Editorial

Watching the end of the world go by

Friday, November 4, 2011

A cult in the NBC comedy "Parks and Recreation" took over one of the town's parks for an "end of the world" party in Thursday night's episode, but, of course, had to reserve another day when "Zorp" refused to appear.

A group of scientists is holding its own end of the world party this weekend, but they not expecting an actual cataclysm, only planning to watch one go by.

An asteroid the size of an aircraft carrier will whiz past earth at 30,000 mph, 202,000 miles away -- just inside the orbit of the moon on Tuesday.

The rock, YU55, which swings inside the orbit of Venus and then out near Mars, isn't expected to be a threat for the next century or so.

But if it ever does hit the earth, even Zorp would be impressed.

Jay Melosh of Purdue University said that YU55 would explode like 500 nuclear bombs, trigger a 7.0 magnitude earthquake, and, if it splashed down in the ocean, generate a 70-foot tsunami.

NASA's Nearth Earth Object Program, started in the 1980s, thinks it has detected more than 90 percent of the "planet kiler" asteroids, those bigger than a kilometer in diameter.

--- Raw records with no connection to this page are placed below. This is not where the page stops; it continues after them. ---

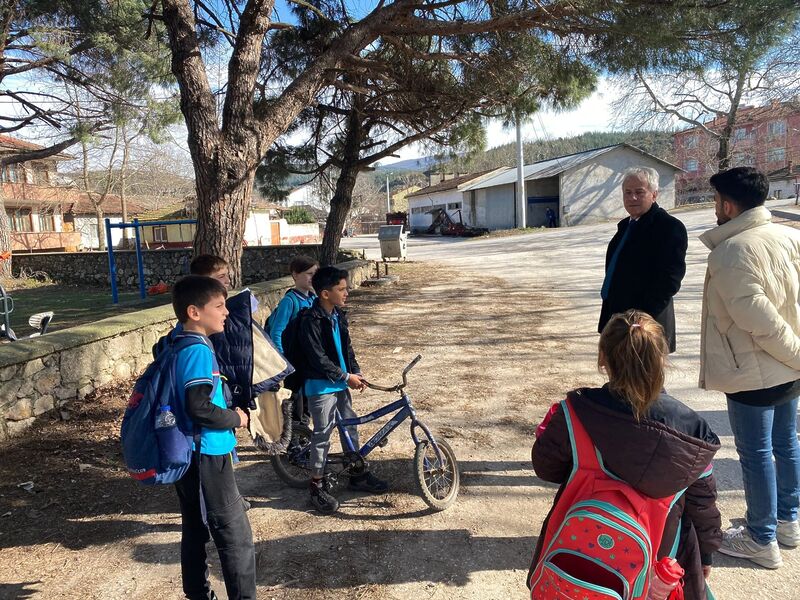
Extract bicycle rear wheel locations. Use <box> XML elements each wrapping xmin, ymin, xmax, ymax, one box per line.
<box><xmin>413</xmin><ymin>438</ymin><xmax>459</xmax><ymax>511</ymax></box>
<box><xmin>270</xmin><ymin>422</ymin><xmax>313</xmax><ymax>489</ymax></box>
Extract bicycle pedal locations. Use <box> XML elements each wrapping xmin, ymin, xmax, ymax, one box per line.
<box><xmin>377</xmin><ymin>437</ymin><xmax>389</xmax><ymax>448</ymax></box>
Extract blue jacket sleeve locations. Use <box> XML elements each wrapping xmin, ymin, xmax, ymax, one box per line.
<box><xmin>269</xmin><ymin>295</ymin><xmax>296</xmax><ymax>354</ymax></box>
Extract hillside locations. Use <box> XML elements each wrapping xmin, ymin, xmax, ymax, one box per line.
<box><xmin>445</xmin><ymin>130</ymin><xmax>675</xmax><ymax>173</ymax></box>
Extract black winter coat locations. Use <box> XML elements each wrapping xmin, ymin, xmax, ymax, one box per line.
<box><xmin>297</xmin><ymin>300</ymin><xmax>360</xmax><ymax>383</ymax></box>
<box><xmin>598</xmin><ymin>203</ymin><xmax>688</xmax><ymax>352</ymax></box>
<box><xmin>530</xmin><ymin>386</ymin><xmax>722</xmax><ymax>600</ymax></box>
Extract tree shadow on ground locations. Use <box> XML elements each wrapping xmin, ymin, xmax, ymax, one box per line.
<box><xmin>0</xmin><ymin>385</ymin><xmax>181</xmax><ymax>551</ymax></box>
<box><xmin>0</xmin><ymin>582</ymin><xmax>41</xmax><ymax>599</ymax></box>
<box><xmin>131</xmin><ymin>529</ymin><xmax>538</xmax><ymax>590</ymax></box>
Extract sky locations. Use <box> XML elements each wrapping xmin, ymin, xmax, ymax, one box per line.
<box><xmin>378</xmin><ymin>78</ymin><xmax>623</xmax><ymax>165</ymax></box>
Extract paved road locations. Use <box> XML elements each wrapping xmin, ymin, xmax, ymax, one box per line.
<box><xmin>343</xmin><ymin>200</ymin><xmax>800</xmax><ymax>599</ymax></box>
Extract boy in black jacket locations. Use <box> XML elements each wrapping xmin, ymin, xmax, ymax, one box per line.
<box><xmin>298</xmin><ymin>266</ymin><xmax>388</xmax><ymax>514</ymax></box>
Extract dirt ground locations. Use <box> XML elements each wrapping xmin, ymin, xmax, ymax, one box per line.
<box><xmin>0</xmin><ymin>261</ymin><xmax>597</xmax><ymax>600</ymax></box>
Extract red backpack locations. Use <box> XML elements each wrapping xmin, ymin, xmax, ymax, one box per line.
<box><xmin>529</xmin><ymin>396</ymin><xmax>684</xmax><ymax>600</ymax></box>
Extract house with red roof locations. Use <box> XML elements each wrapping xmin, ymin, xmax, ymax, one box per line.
<box><xmin>0</xmin><ymin>135</ymin><xmax>146</xmax><ymax>251</ymax></box>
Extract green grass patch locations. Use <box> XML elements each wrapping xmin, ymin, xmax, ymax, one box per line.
<box><xmin>0</xmin><ymin>284</ymin><xmax>171</xmax><ymax>337</ymax></box>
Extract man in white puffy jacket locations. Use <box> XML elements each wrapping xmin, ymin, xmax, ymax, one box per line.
<box><xmin>700</xmin><ymin>166</ymin><xmax>800</xmax><ymax>570</ymax></box>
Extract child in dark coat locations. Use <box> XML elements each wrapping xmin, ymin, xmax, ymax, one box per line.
<box><xmin>297</xmin><ymin>266</ymin><xmax>388</xmax><ymax>514</ymax></box>
<box><xmin>531</xmin><ymin>310</ymin><xmax>722</xmax><ymax>600</ymax></box>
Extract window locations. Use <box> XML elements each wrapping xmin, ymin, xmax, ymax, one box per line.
<box><xmin>2</xmin><ymin>164</ymin><xmax>20</xmax><ymax>183</ymax></box>
<box><xmin>684</xmin><ymin>159</ymin><xmax>699</xmax><ymax>172</ymax></box>
<box><xmin>153</xmin><ymin>226</ymin><xmax>168</xmax><ymax>242</ymax></box>
<box><xmin>410</xmin><ymin>206</ymin><xmax>426</xmax><ymax>214</ymax></box>
<box><xmin>447</xmin><ymin>202</ymin><xmax>461</xmax><ymax>210</ymax></box>
<box><xmin>768</xmin><ymin>120</ymin><xmax>786</xmax><ymax>138</ymax></box>
<box><xmin>684</xmin><ymin>134</ymin><xmax>699</xmax><ymax>149</ymax></box>
<box><xmin>38</xmin><ymin>208</ymin><xmax>56</xmax><ymax>231</ymax></box>
<box><xmin>732</xmin><ymin>153</ymin><xmax>755</xmax><ymax>167</ymax></box>
<box><xmin>6</xmin><ymin>208</ymin><xmax>32</xmax><ymax>231</ymax></box>
<box><xmin>733</xmin><ymin>127</ymin><xmax>751</xmax><ymax>141</ymax></box>
<box><xmin>767</xmin><ymin>147</ymin><xmax>786</xmax><ymax>163</ymax></box>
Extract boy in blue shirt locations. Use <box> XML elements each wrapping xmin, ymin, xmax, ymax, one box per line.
<box><xmin>267</xmin><ymin>255</ymin><xmax>318</xmax><ymax>424</ymax></box>
<box><xmin>298</xmin><ymin>266</ymin><xmax>389</xmax><ymax>514</ymax></box>
<box><xmin>170</xmin><ymin>275</ymin><xmax>256</xmax><ymax>600</ymax></box>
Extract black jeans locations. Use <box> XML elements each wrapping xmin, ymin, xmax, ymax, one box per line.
<box><xmin>174</xmin><ymin>453</ymin><xmax>256</xmax><ymax>600</ymax></box>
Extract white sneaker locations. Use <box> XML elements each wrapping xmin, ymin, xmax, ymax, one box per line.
<box><xmin>718</xmin><ymin>526</ymin><xmax>783</xmax><ymax>569</ymax></box>
<box><xmin>777</xmin><ymin>520</ymin><xmax>800</xmax><ymax>548</ymax></box>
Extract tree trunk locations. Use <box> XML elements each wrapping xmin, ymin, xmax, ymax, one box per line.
<box><xmin>120</xmin><ymin>125</ymin><xmax>131</xmax><ymax>248</ymax></box>
<box><xmin>717</xmin><ymin>67</ymin><xmax>748</xmax><ymax>172</ymax></box>
<box><xmin>321</xmin><ymin>163</ymin><xmax>360</xmax><ymax>266</ymax></box>
<box><xmin>192</xmin><ymin>156</ymin><xmax>255</xmax><ymax>287</ymax></box>
<box><xmin>95</xmin><ymin>206</ymin><xmax>106</xmax><ymax>250</ymax></box>
<box><xmin>320</xmin><ymin>104</ymin><xmax>364</xmax><ymax>266</ymax></box>
<box><xmin>0</xmin><ymin>185</ymin><xmax>12</xmax><ymax>278</ymax></box>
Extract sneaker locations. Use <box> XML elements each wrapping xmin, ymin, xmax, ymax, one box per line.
<box><xmin>310</xmin><ymin>480</ymin><xmax>339</xmax><ymax>514</ymax></box>
<box><xmin>777</xmin><ymin>520</ymin><xmax>800</xmax><ymax>548</ymax></box>
<box><xmin>348</xmin><ymin>471</ymin><xmax>389</xmax><ymax>494</ymax></box>
<box><xmin>718</xmin><ymin>526</ymin><xmax>783</xmax><ymax>569</ymax></box>
<box><xmin>321</xmin><ymin>473</ymin><xmax>336</xmax><ymax>494</ymax></box>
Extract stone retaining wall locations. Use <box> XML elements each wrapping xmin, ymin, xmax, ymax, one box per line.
<box><xmin>0</xmin><ymin>259</ymin><xmax>372</xmax><ymax>441</ymax></box>
<box><xmin>13</xmin><ymin>246</ymin><xmax>361</xmax><ymax>290</ymax></box>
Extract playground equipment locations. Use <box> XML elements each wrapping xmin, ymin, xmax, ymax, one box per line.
<box><xmin>0</xmin><ymin>283</ymin><xmax>54</xmax><ymax>342</ymax></box>
<box><xmin>104</xmin><ymin>218</ymin><xmax>197</xmax><ymax>304</ymax></box>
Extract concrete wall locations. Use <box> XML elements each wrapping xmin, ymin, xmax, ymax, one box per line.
<box><xmin>244</xmin><ymin>211</ymin><xmax>272</xmax><ymax>246</ymax></box>
<box><xmin>769</xmin><ymin>178</ymin><xmax>799</xmax><ymax>200</ymax></box>
<box><xmin>12</xmin><ymin>245</ymin><xmax>358</xmax><ymax>290</ymax></box>
<box><xmin>560</xmin><ymin>147</ymin><xmax>677</xmax><ymax>226</ymax></box>
<box><xmin>407</xmin><ymin>189</ymin><xmax>461</xmax><ymax>231</ymax></box>
<box><xmin>0</xmin><ymin>259</ymin><xmax>372</xmax><ymax>441</ymax></box>
<box><xmin>279</xmin><ymin>222</ymin><xmax>320</xmax><ymax>244</ymax></box>
<box><xmin>75</xmin><ymin>215</ymin><xmax>124</xmax><ymax>250</ymax></box>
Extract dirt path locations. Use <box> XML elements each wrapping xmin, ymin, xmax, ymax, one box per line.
<box><xmin>0</xmin><ymin>262</ymin><xmax>597</xmax><ymax>600</ymax></box>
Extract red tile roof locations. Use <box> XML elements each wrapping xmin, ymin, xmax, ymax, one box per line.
<box><xmin>0</xmin><ymin>135</ymin><xmax>45</xmax><ymax>152</ymax></box>
<box><xmin>1</xmin><ymin>182</ymin><xmax>145</xmax><ymax>214</ymax></box>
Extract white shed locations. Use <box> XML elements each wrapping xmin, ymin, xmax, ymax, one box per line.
<box><xmin>460</xmin><ymin>144</ymin><xmax>682</xmax><ymax>229</ymax></box>
<box><xmin>406</xmin><ymin>168</ymin><xmax>507</xmax><ymax>232</ymax></box>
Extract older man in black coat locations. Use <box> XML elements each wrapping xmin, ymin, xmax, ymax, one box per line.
<box><xmin>598</xmin><ymin>167</ymin><xmax>688</xmax><ymax>352</ymax></box>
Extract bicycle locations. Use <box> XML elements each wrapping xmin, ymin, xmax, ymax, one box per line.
<box><xmin>270</xmin><ymin>355</ymin><xmax>460</xmax><ymax>511</ymax></box>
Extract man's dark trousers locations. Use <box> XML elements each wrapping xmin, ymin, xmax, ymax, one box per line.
<box><xmin>174</xmin><ymin>453</ymin><xmax>256</xmax><ymax>600</ymax></box>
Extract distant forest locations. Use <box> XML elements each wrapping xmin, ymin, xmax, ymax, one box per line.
<box><xmin>257</xmin><ymin>129</ymin><xmax>677</xmax><ymax>203</ymax></box>
<box><xmin>442</xmin><ymin>130</ymin><xmax>676</xmax><ymax>174</ymax></box>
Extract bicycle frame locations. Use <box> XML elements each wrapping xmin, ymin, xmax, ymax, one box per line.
<box><xmin>336</xmin><ymin>391</ymin><xmax>444</xmax><ymax>463</ymax></box>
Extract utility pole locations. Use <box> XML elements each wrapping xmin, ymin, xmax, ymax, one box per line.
<box><xmin>386</xmin><ymin>174</ymin><xmax>391</xmax><ymax>213</ymax></box>
<box><xmin>516</xmin><ymin>116</ymin><xmax>527</xmax><ymax>228</ymax></box>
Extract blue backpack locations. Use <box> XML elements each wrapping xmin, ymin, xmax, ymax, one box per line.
<box><xmin>121</xmin><ymin>332</ymin><xmax>218</xmax><ymax>485</ymax></box>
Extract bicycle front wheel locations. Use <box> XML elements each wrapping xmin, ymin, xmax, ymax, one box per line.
<box><xmin>270</xmin><ymin>423</ymin><xmax>313</xmax><ymax>489</ymax></box>
<box><xmin>413</xmin><ymin>438</ymin><xmax>459</xmax><ymax>511</ymax></box>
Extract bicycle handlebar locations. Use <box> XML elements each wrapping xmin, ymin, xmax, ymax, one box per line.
<box><xmin>362</xmin><ymin>354</ymin><xmax>422</xmax><ymax>393</ymax></box>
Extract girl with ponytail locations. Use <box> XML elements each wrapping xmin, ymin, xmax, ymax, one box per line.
<box><xmin>530</xmin><ymin>310</ymin><xmax>722</xmax><ymax>600</ymax></box>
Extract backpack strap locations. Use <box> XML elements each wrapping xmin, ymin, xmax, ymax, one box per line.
<box><xmin>562</xmin><ymin>394</ymin><xmax>602</xmax><ymax>473</ymax></box>
<box><xmin>171</xmin><ymin>331</ymin><xmax>219</xmax><ymax>525</ymax></box>
<box><xmin>172</xmin><ymin>333</ymin><xmax>221</xmax><ymax>397</ymax></box>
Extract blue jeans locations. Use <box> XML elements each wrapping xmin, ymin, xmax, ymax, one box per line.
<box><xmin>727</xmin><ymin>397</ymin><xmax>800</xmax><ymax>544</ymax></box>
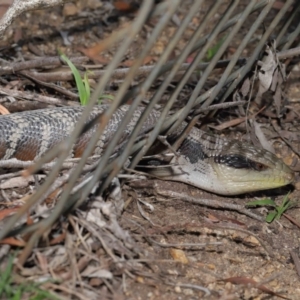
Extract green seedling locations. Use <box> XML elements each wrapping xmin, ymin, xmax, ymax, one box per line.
<box><xmin>246</xmin><ymin>193</ymin><xmax>293</xmax><ymax>223</ymax></box>
<box><xmin>0</xmin><ymin>255</ymin><xmax>60</xmax><ymax>299</ymax></box>
<box><xmin>59</xmin><ymin>52</ymin><xmax>90</xmax><ymax>105</ymax></box>
<box><xmin>59</xmin><ymin>52</ymin><xmax>114</xmax><ymax>106</ymax></box>
<box><xmin>205</xmin><ymin>35</ymin><xmax>227</xmax><ymax>61</ymax></box>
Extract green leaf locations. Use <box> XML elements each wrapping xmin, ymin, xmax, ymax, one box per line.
<box><xmin>11</xmin><ymin>288</ymin><xmax>22</xmax><ymax>300</ymax></box>
<box><xmin>0</xmin><ymin>255</ymin><xmax>13</xmax><ymax>296</ymax></box>
<box><xmin>246</xmin><ymin>198</ymin><xmax>276</xmax><ymax>207</ymax></box>
<box><xmin>83</xmin><ymin>72</ymin><xmax>91</xmax><ymax>104</ymax></box>
<box><xmin>246</xmin><ymin>193</ymin><xmax>293</xmax><ymax>223</ymax></box>
<box><xmin>59</xmin><ymin>52</ymin><xmax>88</xmax><ymax>105</ymax></box>
<box><xmin>274</xmin><ymin>197</ymin><xmax>291</xmax><ymax>220</ymax></box>
<box><xmin>98</xmin><ymin>94</ymin><xmax>114</xmax><ymax>105</ymax></box>
<box><xmin>266</xmin><ymin>211</ymin><xmax>277</xmax><ymax>223</ymax></box>
<box><xmin>206</xmin><ymin>35</ymin><xmax>227</xmax><ymax>61</ymax></box>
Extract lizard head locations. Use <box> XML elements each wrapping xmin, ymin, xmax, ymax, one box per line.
<box><xmin>206</xmin><ymin>140</ymin><xmax>294</xmax><ymax>195</ymax></box>
<box><xmin>148</xmin><ymin>136</ymin><xmax>294</xmax><ymax>195</ymax></box>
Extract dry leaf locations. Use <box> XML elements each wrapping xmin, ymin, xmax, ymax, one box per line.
<box><xmin>50</xmin><ymin>231</ymin><xmax>66</xmax><ymax>245</ymax></box>
<box><xmin>0</xmin><ymin>104</ymin><xmax>10</xmax><ymax>115</ymax></box>
<box><xmin>257</xmin><ymin>45</ymin><xmax>277</xmax><ymax>93</ymax></box>
<box><xmin>114</xmin><ymin>1</ymin><xmax>138</xmax><ymax>12</ymax></box>
<box><xmin>239</xmin><ymin>77</ymin><xmax>250</xmax><ymax>98</ymax></box>
<box><xmin>0</xmin><ymin>237</ymin><xmax>25</xmax><ymax>247</ymax></box>
<box><xmin>0</xmin><ymin>207</ymin><xmax>21</xmax><ymax>220</ymax></box>
<box><xmin>0</xmin><ymin>176</ymin><xmax>35</xmax><ymax>189</ymax></box>
<box><xmin>252</xmin><ymin>120</ymin><xmax>275</xmax><ymax>153</ymax></box>
<box><xmin>81</xmin><ymin>266</ymin><xmax>113</xmax><ymax>279</ymax></box>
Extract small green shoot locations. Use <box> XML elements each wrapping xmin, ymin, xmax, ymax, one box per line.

None of them is expected to hit the Earth anytime soon.

The last big one that did, scientists say, was about seven miles wide, and blew a crater in the Yucatan and wiped out the dinosaurs.

So what if we did see one coming our way?

If there's anything that justifies nuclear weapons and the missiles to deliver them, the job of diverting a "planet killer" fills the bill.

Let's just hope we would have the time, and will, to use them.